3. Time Bucket Aggregation (time_bucket)
DuckDB v1.0+ introduced the time_bucket function, which aggregates data at arbitrary time intervals. Perfect for real-time dashboards.
-- Aggregate every 15 minutes (ideal for high-frequency trading data)
SELECT
time_bucket(INTERVAL '15 minutes', timestamp) AS time_slot,
COUNT(*) AS trade_count,
AVG(price) AS avg_price,
MAX(price) - MIN(price) AS price_range,
SUM(volume) AS total_volume
FROM trades
WHERE timestamp >= TIMESTAMP '2026-07-01'
GROUP BY time_bucket(INTERVAL '15 minutes', timestamp)
ORDER BY time_slot;
-- Daily aggregation
SELECT
time_bucket(INTERVAL '1 day', sale_date) AS day,
SUM(amount) AS daily_revenue,
COUNT(DISTINCT customer_id) AS active_customers
FROM orders
GROUP BY day
ORDER BY day;
Advantages of time_bucket:
- Automatically handles irregular time intervals
- More flexible than manual date_trunc — supports any interval (15 minutes, 30 days, 1 quarter, etc.)
- Output is standard timestamp, making subsequent JOINs straightforward
4. User Retention Analysis
This is one of the most critical metrics for internet products. Calculate Day-1, Day-7, and Day-30 retention rates with DuckDB.
WITH first_login AS (
-- Each user's first login date
SELECT
user_id,
MIN(login_date) AS first_date
FROM user_logins
GROUP BY user_id
),
login_after_first AS (
-- Every login after the user's first one
SELECT
f.user_id,
f.first_date,
l.login_date,
DATEDIFF('day', f.first_date, l.login_date) AS days_since_first
FROM first_login f
JOIN user_logins l ON f.user_id = l.user_id
WHERE l.login_date > f.first_date
)
SELECT
days_since_first AS retention_day,
COUNT(DISTINCT user_id) AS retained_users,
ROUND(100.0 * COUNT(DISTINCT user_id) / (
SELECT COUNT(DISTINCT user_id) FROM first_login
), 2) AS retention_rate_pct
FROM login_after_first
WHERE days_since_first BETWEEN 0 AND 30
GROUP BY days_since_first
ORDER BY retention_day;
5. Gap & Island Problem — Identifying Active User Periods
Real-world scenario: your SaaS customers have active periods and dormant periods, and you want to automatically identify each customer’s “active phase.”
WITH groups AS (
SELECT
user_id,
login_date,
-- Consecutive login dates form the same group
login_date - INTERVAL '1 day' * ROW_NUMBER() OVER (
PARTITION BY user_id ORDER BY login_date
) AS grp
FROM user_logins
)
SELECT
user_id,
MIN(login_date) AS period_start,
MAX(login_date) AS period_end,
COUNT(*) AS consecutive_days
FROM groups
GROUP BY user_id, grp
HAVING consecutive_days >= 3
ORDER BY user_id, period_start;
This pattern is called “Gap & Island,” one of the most classic problems in data analysis. The core idea: use date - row_number to mark consecutive ranges — identical values belong to the same group.

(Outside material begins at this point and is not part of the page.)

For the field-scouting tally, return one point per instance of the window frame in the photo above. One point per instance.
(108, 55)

6. Complete Python Example: CSV to Report
import duckdb
import pandas as pd
con = duckdb.connect()
# Create sample data
con.execute("""
CREATE TABLE sales AS
SELECT
DATE '2026-01-01' + (random() * 365)::INT AS sale_date,
(random() * 1000)::DECIMAL(10,2) AS amount,
('Beijing','Shanghai','Guangzhou','Shenzhen','Hangzhou')[1 + (random()*4)::INT] AS city,
('Electronics','Clothing','Food','Home','Books')[1 + (random()*4)::INT] AS category
FROM range(100000)
""")
# Generate monthly sales report in one query
report = con.execute("""
WITH monthly AS (
SELECT
date_trunc('month', sale_date) AS month,
SUM(amount) AS revenue,
COUNT(*) AS order_count,
AVG(amount) AS avg_order_value
FROM sales
GROUP BY month
)
SELECT
month,
revenue,
order_count,
avg_order_value,
LAG(revenue) OVER w AS prev_month_revenue,
ROUND(100.0 * (revenue - LAG(revenue) OVER w) / NULLIF(LAG(revenue) OVER w, 0), 2) AS mom_growth,
ROUND(AVG(revenue) OVER (
ORDER BY month ROWS BETWEEN 2 PRECEDING AND CURRENT ROW
), 2) AS ma3_revenue
FROM monthly
WINDOW w AS (ORDER BY month)
ORDER BY month
""").fetchdf()
print(report.to_string(index=False))
7. Comparison with Traditional Tools
| Feature | DuckDB | Pandas | Excel | ClickHouse |
|---|---|---|---|---|
| MoM/YoY | LAG window function | shift() + merge | Complex formulas | Similar window functions |
| Moving Average | ROWS BETWEEN | rolling() | No built-in | Similar window functions |
| Time Bucket | time_bucket() | resample() | Pivot tables | Not supported |
| User Retention | CTE + JOIN | Multi-step logic | Complex formulas | Similar window functions |
| Gap & Island | Date - RowNum | Complex logic | Nearly impossible | Similar window functions |
| 1M rows speed | <100ms | ~2s | Laggy | <100ms |
| Learning curve | Low (SQL) | Medium (Python) | Low | High |
8. Overlooked Tip: WINDOW Clause Reuse
When you reference the same window definition multiple times in a single query, use the WINDOW clause to avoid repetition:
SELECT
month,
revenue,
LAG(revenue) OVER w AS prev_month,
AVG(revenue) OVER w AS ma3,
SUM(revenue) OVER w AS cumulative
FROM monthly_sales
WINDOW w AS (ORDER BY month);
Write the window definition once, get cleaner queries and better performance (the optimizer reuses the computation).
9. Monetization Advice
With these time series analysis skills, you can directly monetize:
- Automated Reporting Service: Build daily/weekly sales dashboards for SMEs and charge subscriptions ($50-200/month)
- Data Product as a Service: Turn user retention analysis into an SaaS tool, charging per user
- Financial Data Products: Use moving averages + time series analysis for quantitative strategy backtesting tools
- E-commerce Analytics Reports: Provide monthly sales trend analysis for online merchants, charged per report
DuckDB’s core advantages: powerful window functions, flexible time_bucket, elegant Gap & Island solutions, and seamless Python integration. Master these techniques, and you’ll handle any time series reporting requirement with ease.